Microsoft wants to boost Xbox video streaming by making it free

Xbox 360 and Xbox One owners who want to stream Netflix (s nflx) through the game console won’t need to pay for an Xbox Live Gold membership anymore: Microsoft (S MSFT) introduced a number of changes to its Xbox Live Gold subscription service Tuesday, with the most notable change being that entertainment apps like Netflix, Hulu Plus and HBO Go can now be used by anyone, regardless of whether they pay $40 a year for the Gold subscription level or not.

Previously, these apps were only available to paying members. Microsoft also announced Tuesday that it is now selling the Xbox One for $400 without the Kinect sensor, which represents a departure from previous requirements that the Kinect would always be included with the Xbox One.

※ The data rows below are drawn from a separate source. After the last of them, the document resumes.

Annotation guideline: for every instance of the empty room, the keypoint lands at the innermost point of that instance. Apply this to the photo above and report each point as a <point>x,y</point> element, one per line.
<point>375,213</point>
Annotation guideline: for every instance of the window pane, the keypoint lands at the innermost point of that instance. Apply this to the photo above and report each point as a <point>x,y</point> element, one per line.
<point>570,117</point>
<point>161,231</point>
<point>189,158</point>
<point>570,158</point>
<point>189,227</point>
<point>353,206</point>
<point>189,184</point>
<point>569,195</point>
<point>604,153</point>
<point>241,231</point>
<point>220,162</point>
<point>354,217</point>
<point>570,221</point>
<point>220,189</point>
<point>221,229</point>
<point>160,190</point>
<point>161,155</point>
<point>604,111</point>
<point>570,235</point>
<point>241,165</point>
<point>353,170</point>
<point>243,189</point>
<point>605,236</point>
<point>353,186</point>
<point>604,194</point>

Making entertainment apps available for free should help Microsoft boost online video viewing on the game console and possibly catch up with competitors. Sony’s PlayStation has traditionally seen more Netflix streaming than the Xbox. Microsoft executives used to argue that this was because the Xbox offered a wider variety of entertainment apps, but the extra Live Gold fee likely stopped users from making use of Netflix on the game console as well.

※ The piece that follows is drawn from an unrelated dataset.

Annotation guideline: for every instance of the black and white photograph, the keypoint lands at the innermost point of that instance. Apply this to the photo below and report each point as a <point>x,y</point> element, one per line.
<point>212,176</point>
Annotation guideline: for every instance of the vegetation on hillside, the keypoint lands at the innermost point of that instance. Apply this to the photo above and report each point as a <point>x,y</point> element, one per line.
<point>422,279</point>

The question now is what the policy change means for Microsoft’s original content. The company has been investing in a number of titles, including a Halo TV series as well as a documentary series that includes the search for long-lost E.T. game cartridges in a landfill in New Mexico. It looks like Microsoft doesn’t quite know yet how much of that content is going to be available without an Xbox Live subscription. Asked about it, a Microsoft spokesperson sent me the following statement:

“We’re still determining what makes sense as an economic model for Xbox Originals. What’s important is making sure we deliver real value for our customers. We will share more soon.”